JERRY ST. CLAIR: Mostly on a motorcycle at that time, about a hundred-ten. That was on a motorcycle, headin' north. And that was back close to sixty years ago. I drove a car once as fast as it would go, it was an emergency. I had the pedal right to the floor and it went about ninety-five. My wife cut her head and it was an emergency. I had to get her to the doctor, she was bleedin' pretty good. that was quite a while ago, too. She's still got a scar on her head from it. I've got a lot of experience with automobiles.

(from issue #2 of the online magazine The Precipice, October, 2003. The same issue also included my answer to a question that was posed to me - see below. The photo above is of me with Angus T. Jones (Jake on the TV show "Two and a Half Men"), pretending to be driving fast in a parked car, November, 2005 in Venice, CA.)

THE PRECIPICE: What is your favorite method of transportation?

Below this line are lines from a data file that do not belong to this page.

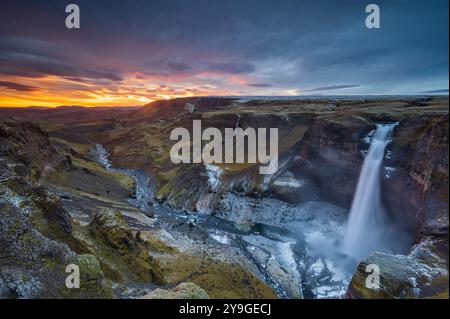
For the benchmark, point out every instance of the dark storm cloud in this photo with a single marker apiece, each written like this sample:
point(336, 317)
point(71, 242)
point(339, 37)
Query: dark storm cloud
point(29, 65)
point(18, 87)
point(334, 87)
point(290, 44)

DAVID: I walk quite a bit to get around in the village where I live, sometimes going days without driving anywhere. Many other villagers just know me as the guy they see walking to and fro. That said, walking is of limited use to get to many other places I like and do other things I do. So driving a car is actually my favorite. (is walking even really a transportation method? It's more like the default setting, the free space in bingo.) However, to really have it be my favorite it'd have to be a better car than our sad set of wheels. Trains are nice, but the romantic allure of it supercedes the reality. And there's flying, there's something wonderful about falling asleep on a plane. Actually, my favorite part of flying is that time after I'm checked but still with a comfortable amount of time before departure. Security check done, I'm at my most relaxed. I have very little with me, usually a book and I buy a magazine and it's the only time I'm completely removed from my usual scrambling around. This of course changes once boarding begins. But I suppose what I'm refering to there is not the transporation that I'm responding to, but the absence of any responsibilities before being transported.